After Canada notched two third-period goals to take a 2-1 lead, Sweden tied the game on a power-play marker with less than two minutes remaining. When overtime failed to produce a winner, the shootout was required. Nedved and Kariya scored on Canada’s first two chances, before Magnus Svensson narrowed the gap. Forsberg’s first attempt knotted things 2-2 and sudden-death shots were required. After Hirsch turned away Svensson, Nedved had a chance to beat Tommy Salo for the win. It seemed for all the world that Nedved had done just that with a quick move to his backhand, but suddenly the puck was rolling toward the boards, not into the gaping net. “He didn’t know it at the time, but the tip of his stick blade was broken,” Renney says, “and when he went forehand-backhand on the deke, the toe flopped open and the puck just bobbled into the corner.”
During the post-game press conference, Renney learned from Swedish coach Curt Lundmark that Naslund and Loob—both of whom failed to score on Hirsch in the first round of shots—each elected to pass on another shooting opportunity because the pressure was so great. With two Swedish legends on the bench, another was officially born when Forsberg snaked his way toward the right side of Hirsch and pivoted toward the end boards. The young Swede appeared to be gliding harmlessly into the corner, but his fully extended right hand remained on his stick and he was able to slip the puck just under Hirsch’s glove. “When he came down, I remember thinking I had him, like I had cut him off and he had nothing,” Hirsch said. “And then he did what he did.”
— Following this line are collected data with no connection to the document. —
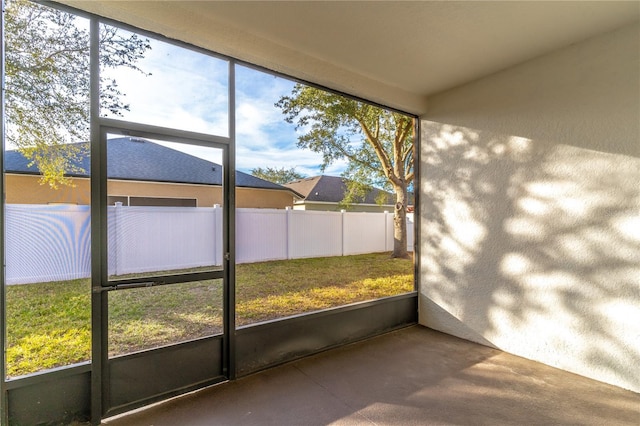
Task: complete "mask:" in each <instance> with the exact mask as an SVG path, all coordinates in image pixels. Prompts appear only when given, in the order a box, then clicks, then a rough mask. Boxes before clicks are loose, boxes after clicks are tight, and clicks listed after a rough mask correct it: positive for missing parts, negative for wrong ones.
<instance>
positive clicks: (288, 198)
mask: <svg viewBox="0 0 640 426" xmlns="http://www.w3.org/2000/svg"><path fill="white" fill-rule="evenodd" d="M290 206H293V194H292V193H291V192H289V191H279V190H273V189H260V190H256V189H251V188H236V207H238V208H257V209H284V208H285V207H290Z"/></svg>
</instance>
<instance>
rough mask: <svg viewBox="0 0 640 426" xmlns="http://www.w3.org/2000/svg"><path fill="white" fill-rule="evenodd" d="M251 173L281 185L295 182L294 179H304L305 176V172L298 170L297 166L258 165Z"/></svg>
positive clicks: (255, 175) (260, 177)
mask: <svg viewBox="0 0 640 426" xmlns="http://www.w3.org/2000/svg"><path fill="white" fill-rule="evenodd" d="M251 174H252V175H253V176H255V177H259V178H260V179H264V180H268V181H269V182H273V183H277V184H280V185H282V184H285V183H289V182H293V181H294V180H298V179H302V178H304V177H305V176H304V175H303V174H301V173H298V172H296V168H295V167H292V168H290V169H286V168H284V167H281V168H277V167H265V168H262V167H258V168H255V169H252V170H251Z"/></svg>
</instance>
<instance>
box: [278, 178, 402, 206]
mask: <svg viewBox="0 0 640 426" xmlns="http://www.w3.org/2000/svg"><path fill="white" fill-rule="evenodd" d="M284 186H285V187H287V188H290V189H292V190H294V191H296V192H297V193H299V194H300V195H302V196H303V197H304V199H305V201H311V202H313V201H318V202H329V203H339V202H341V201H342V200H343V199H344V196H345V193H346V191H347V184H346V181H345V180H344V179H343V178H341V177H337V176H325V175H321V176H314V177H310V178H304V179H299V180H295V181H293V182H289V183H287V184H284ZM381 194H384V195H386V197H387V199H386V202H385V204H393V203H394V196H393V194H391V193H388V192H386V191H382V190H380V189H377V188H372V189H371V191H369V192H368V193H367V194H366V195H365V197H364V199H363V200H361V201H360V202H359V203H358V204H378V198H379V197H380V196H381Z"/></svg>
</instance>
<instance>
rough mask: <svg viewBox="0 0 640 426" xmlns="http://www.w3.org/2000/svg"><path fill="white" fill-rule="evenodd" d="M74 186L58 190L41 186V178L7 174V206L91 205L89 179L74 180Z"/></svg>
mask: <svg viewBox="0 0 640 426" xmlns="http://www.w3.org/2000/svg"><path fill="white" fill-rule="evenodd" d="M72 183H73V186H65V185H61V186H59V187H58V189H53V188H51V187H50V186H49V185H48V184H44V185H41V184H40V177H39V176H34V175H19V174H10V173H7V174H5V188H4V190H5V194H6V200H5V202H6V203H7V204H49V203H63V204H78V205H83V204H84V205H88V204H90V203H91V189H90V184H89V180H88V179H83V178H74V179H72Z"/></svg>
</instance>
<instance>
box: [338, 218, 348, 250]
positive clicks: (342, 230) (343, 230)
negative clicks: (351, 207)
mask: <svg viewBox="0 0 640 426" xmlns="http://www.w3.org/2000/svg"><path fill="white" fill-rule="evenodd" d="M346 212H347V211H346V210H345V209H342V210H340V222H341V223H340V232H341V233H342V238H340V240H341V246H342V247H340V256H344V239H345V237H346V235H345V234H346V229H345V223H344V217H345V213H346Z"/></svg>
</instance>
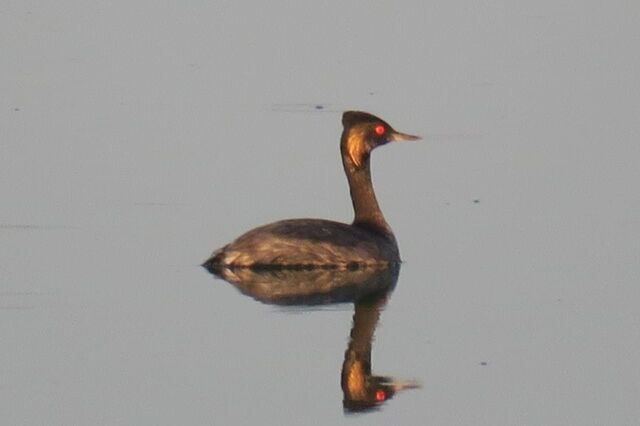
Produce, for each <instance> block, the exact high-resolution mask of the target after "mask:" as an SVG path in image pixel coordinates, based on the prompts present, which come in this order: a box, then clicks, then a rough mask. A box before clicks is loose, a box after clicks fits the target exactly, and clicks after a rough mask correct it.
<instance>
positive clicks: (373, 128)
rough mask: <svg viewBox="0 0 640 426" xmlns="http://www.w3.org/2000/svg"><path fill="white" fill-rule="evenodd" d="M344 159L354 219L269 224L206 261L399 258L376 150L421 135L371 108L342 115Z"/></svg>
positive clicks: (285, 261) (235, 262) (308, 262)
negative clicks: (381, 116) (377, 159)
mask: <svg viewBox="0 0 640 426" xmlns="http://www.w3.org/2000/svg"><path fill="white" fill-rule="evenodd" d="M342 124H343V126H344V130H343V132H342V138H341V142H340V151H341V153H342V164H343V166H344V171H345V173H346V175H347V180H348V181H349V189H350V191H351V200H352V202H353V209H354V212H355V218H354V221H353V224H351V225H347V224H344V223H338V222H333V221H329V220H322V219H292V220H283V221H280V222H275V223H271V224H269V225H264V226H261V227H259V228H255V229H253V230H251V231H249V232H247V233H246V234H244V235H242V236H240V237H239V238H238V239H237V240H235V241H234V242H232V243H230V244H228V245H226V246H225V247H222V248H221V249H219V250H217V251H215V252H214V253H213V254H212V255H211V257H210V258H209V259H208V260H207V261H206V262H205V264H204V266H206V267H207V268H209V269H212V270H217V269H220V268H235V267H253V268H312V267H354V266H359V265H367V264H369V265H370V264H381V263H382V264H386V263H393V262H399V261H400V255H399V253H398V246H397V244H396V240H395V237H394V235H393V232H392V231H391V228H390V227H389V225H388V224H387V222H386V221H385V219H384V216H383V215H382V211H381V210H380V207H379V206H378V202H377V200H376V196H375V194H374V191H373V185H372V183H371V170H370V167H369V157H370V154H371V151H372V150H373V149H375V148H377V147H378V146H380V145H384V144H386V143H388V142H393V141H402V140H416V139H419V137H418V136H412V135H407V134H404V133H400V132H397V131H395V130H394V129H393V128H392V127H391V126H390V125H389V124H388V123H386V122H385V121H383V120H381V119H379V118H378V117H375V116H373V115H371V114H368V113H366V112H359V111H347V112H345V113H344V114H343V116H342Z"/></svg>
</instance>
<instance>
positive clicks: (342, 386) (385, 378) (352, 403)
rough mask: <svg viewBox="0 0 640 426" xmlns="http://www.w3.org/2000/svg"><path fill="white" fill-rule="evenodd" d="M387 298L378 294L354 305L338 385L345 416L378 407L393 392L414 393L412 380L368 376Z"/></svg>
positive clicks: (414, 385)
mask: <svg viewBox="0 0 640 426" xmlns="http://www.w3.org/2000/svg"><path fill="white" fill-rule="evenodd" d="M387 296H388V294H377V295H373V296H372V297H369V298H366V299H362V300H360V301H358V302H357V303H356V310H355V313H354V314H353V328H352V329H351V339H350V340H349V347H348V348H347V350H346V352H345V353H344V362H343V364H342V377H341V385H342V392H343V394H344V398H343V400H342V403H343V407H344V409H345V411H347V412H360V411H366V410H370V409H374V408H377V407H379V405H380V404H382V403H383V402H385V401H387V400H389V399H391V398H392V397H393V396H394V395H395V394H396V392H398V391H401V390H404V389H416V388H419V387H420V384H419V383H418V382H416V381H414V380H407V381H398V380H396V379H394V378H393V377H386V376H375V375H373V374H372V373H371V344H372V341H373V333H374V331H375V329H376V325H377V324H378V319H379V318H380V311H381V310H382V308H383V307H384V305H385V304H386V302H387Z"/></svg>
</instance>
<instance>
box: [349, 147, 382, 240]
mask: <svg viewBox="0 0 640 426" xmlns="http://www.w3.org/2000/svg"><path fill="white" fill-rule="evenodd" d="M369 161H370V160H369V155H368V154H367V155H366V156H365V157H364V158H362V162H361V164H360V165H359V166H356V165H355V164H354V163H353V161H352V160H351V158H350V157H349V156H348V155H345V154H344V153H343V155H342V164H343V166H344V171H345V173H346V175H347V180H348V181H349V191H350V192H351V201H352V202H353V211H354V214H355V217H354V219H353V225H355V226H360V227H363V228H366V229H370V230H372V231H375V232H378V233H380V234H383V235H385V236H387V237H391V238H393V231H392V230H391V227H390V226H389V224H388V223H387V221H386V220H385V219H384V215H383V214H382V210H380V206H379V205H378V200H377V199H376V194H375V192H374V191H373V184H372V182H371V168H370V167H369Z"/></svg>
What he did was use a circus-type move on a massive stage at a point in hockey history when every breakaway attempt since the forward pass had been either a quick shot or a very basic deke. It was like busting out a 360-slam dunk when the world knew only layups. “When you see replays afterward, you’re like, ‘That is a man who was ahead of his time,'” Hlushko says.
The ’94 Olympics officially became Sweden’s time when Kariya couldn’t extend the shootout. In the two decades that have passed since that tough day, Hirsch has come to believe it’s not all bad being on the wrong half of one of the most memorable plays in hockey. “It keeps me relevant in history, which is awesome,” he says. “And I still have a medal. It’s a very select group of people in the world who even have a medal.”
Hlushko, of course, is another who does. And while he cherishes the whole silver experience, he still sometimes crosses paths with guys from that team and talks about how life might have been different had they—and not a group of NHL stars eight years later in Salt Lake City—delivered Canada’s long-lost gold. “Maybe they would have made a movie because we were just a bunch of ham and eggers,” he says. “And guys are like, ‘Joe Pesci would have played you, Hlushko.'”
Just a gang of good fellas dreaming about what could have been.